Some of the price increases we have seen over the past year in commodities including steel, timber and glass have been eye-watering. We are now seeing some of those materials coming down in price but it continues to be a mixed picture, and many building products manufacturers have already announced price rises for 2022. Increased operational costs due to energy price rises, staffing costs, transport costs and import tariffs are all affecting price points and there is little merchants can do to protect customers from this uncertainty.

It is within our remit to be sympathetic to the challenges our customers face when pricing a job, however, because they are relying on us to help them bring their project in on budget and without delays. Again, supplier relationships are an important part of addressing this challenge and, for Beesley and Fildes, membership of the CBA buying group gives us the right combination of purchasing power and local, personal service. The knowledge of our category specialists is also important because they can advise our team and our customers on potential alternatives to products that customers find cost prohibitive. This type of value engineering support should be integral to the service a builders’ merchant’s offers in 2022.

Staffing and recruitment

At Beesley & Fildes, we are very fortunate to have a loyal team, many of whom have been with the company for years (if not decades). Recruitment of drivers to expand our site delivery services has been challenging, however, and, of course, managing staff absences due to COVID has also been a feature of 2021. Again, much of the response to this has been about remaining agile and creative. We have asked members of our team to take on added or different responsibilities, to expand their knowledge and skills and to work collaboratively to serve customers.

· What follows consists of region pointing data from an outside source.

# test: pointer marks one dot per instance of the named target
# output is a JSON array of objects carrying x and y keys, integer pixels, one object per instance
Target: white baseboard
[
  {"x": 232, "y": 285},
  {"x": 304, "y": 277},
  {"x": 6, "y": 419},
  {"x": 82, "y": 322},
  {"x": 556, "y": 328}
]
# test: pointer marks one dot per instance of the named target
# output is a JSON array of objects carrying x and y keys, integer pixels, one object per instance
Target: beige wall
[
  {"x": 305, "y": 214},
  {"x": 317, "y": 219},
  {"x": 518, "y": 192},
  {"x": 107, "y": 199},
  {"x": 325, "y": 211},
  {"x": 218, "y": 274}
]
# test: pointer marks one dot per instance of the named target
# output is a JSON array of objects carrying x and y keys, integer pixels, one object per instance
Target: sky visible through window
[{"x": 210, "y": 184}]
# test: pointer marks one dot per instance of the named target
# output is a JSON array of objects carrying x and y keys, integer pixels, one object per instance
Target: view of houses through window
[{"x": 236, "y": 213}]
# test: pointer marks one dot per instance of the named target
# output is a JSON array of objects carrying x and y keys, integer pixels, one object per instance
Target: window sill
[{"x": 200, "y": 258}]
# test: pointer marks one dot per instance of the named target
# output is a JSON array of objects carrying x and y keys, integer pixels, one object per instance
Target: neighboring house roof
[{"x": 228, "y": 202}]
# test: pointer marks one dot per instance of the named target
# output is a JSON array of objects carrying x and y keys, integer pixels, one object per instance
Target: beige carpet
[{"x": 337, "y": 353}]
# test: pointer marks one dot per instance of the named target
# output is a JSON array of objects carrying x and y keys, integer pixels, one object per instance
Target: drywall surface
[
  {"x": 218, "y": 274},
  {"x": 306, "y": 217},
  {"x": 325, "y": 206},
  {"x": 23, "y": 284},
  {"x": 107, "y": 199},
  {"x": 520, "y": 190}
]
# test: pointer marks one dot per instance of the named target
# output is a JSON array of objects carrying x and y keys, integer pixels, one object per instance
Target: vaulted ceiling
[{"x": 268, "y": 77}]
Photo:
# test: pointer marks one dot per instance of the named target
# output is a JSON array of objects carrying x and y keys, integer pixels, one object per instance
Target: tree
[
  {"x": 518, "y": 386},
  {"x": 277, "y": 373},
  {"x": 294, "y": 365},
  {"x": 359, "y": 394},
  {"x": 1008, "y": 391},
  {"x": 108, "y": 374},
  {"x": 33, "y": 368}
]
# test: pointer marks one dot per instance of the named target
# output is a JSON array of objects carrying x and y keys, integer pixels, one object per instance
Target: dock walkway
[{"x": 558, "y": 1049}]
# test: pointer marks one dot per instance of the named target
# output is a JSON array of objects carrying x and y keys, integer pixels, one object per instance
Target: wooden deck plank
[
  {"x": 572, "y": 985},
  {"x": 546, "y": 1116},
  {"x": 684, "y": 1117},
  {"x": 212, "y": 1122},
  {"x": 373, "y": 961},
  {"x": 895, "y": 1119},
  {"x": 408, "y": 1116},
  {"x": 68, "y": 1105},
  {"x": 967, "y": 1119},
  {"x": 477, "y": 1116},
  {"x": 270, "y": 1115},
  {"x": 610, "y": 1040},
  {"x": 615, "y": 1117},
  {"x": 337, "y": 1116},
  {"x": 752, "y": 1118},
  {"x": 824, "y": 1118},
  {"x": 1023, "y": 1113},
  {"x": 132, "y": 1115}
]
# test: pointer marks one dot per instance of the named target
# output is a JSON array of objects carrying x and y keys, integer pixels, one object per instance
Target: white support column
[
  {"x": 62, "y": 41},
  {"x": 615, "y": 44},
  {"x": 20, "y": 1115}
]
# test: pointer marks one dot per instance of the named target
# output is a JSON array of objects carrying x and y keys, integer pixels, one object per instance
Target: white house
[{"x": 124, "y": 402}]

As we look ahead to 2022, we can take forward valuable learning from this. There are opportunities to enable people to develop multi-faceted career paths, leverage peer learning and redeploy skills where they are needed most. It is also evident that looking after your team and encouraging a positive company culture must be a priority for any builders’ merchant business.

Continuous change

We leave 2021 as we entered it; against a backdrop of continued uncertainty. But as we have adjusted, relationships have grown stronger and we have learned to adapt, giving the builders’ merchants sector plenty to look forward to in 2022.